Enhancing the performance of a salt gradient solar pond using a coiled flow inverter heat exchanger with nanofluids

A Solar Gradient Solar Pond (SGSP) is a simple and reliable technology to collect solar energy that can be storage as thermal energy for long periods of time. The heat losses from the pond to the surroundings are reduced because of the salinity gradient that inhibit the mixing of the fluid. The appropriate extraction of this thermal energy is required in order that this technology can be competitive to be used for processes that demand heat of low temperature (below 100 degrees C).
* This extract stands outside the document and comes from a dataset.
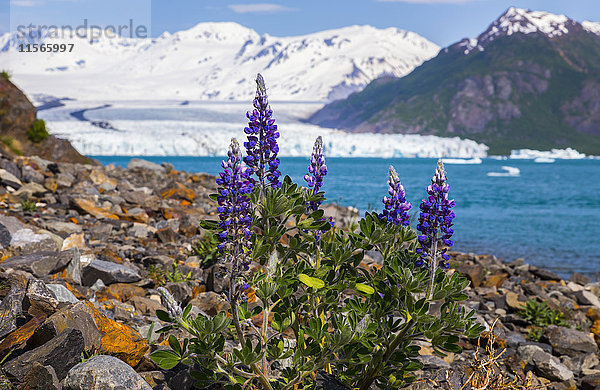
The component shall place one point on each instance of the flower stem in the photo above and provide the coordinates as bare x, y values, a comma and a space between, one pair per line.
433, 268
In this work, an innovative method of heat extraction of a SGSP using a Coil Flow Inverter Heat Exchanger (CFI-HE) with nanofluids is investigated. Experiments were conducted in the SGSP to evaluate the thermal performance of the CFI-HE for two types of nanofluids (Al2O3/H2O and TiO2/H2O) at different volume concentrations. The overall heat transfer coefficient of the CFI-HE increased for both nanofluids with the nanoparticle concentration with a maximum increase of 32 % and 25 % for the Al2O3/H2O and TiO2/ H2O nanofluid, respectively. Results of the mathematical model and the experiments agree well with a maximum error of 12 % for the overall heat transfer coefficient. Maximum thermal efficiencies of 63 %, 61 %, and 58 % were achieved for the CFI-HE system in the SGSP with Al2O3/H2O, TiO2/H2O, and water, respectively. These results showed that the CFI-HE with nanofluids is a heat extraction method that increases the potential of SGSP to provide thermal energy for industrial and commercial applications.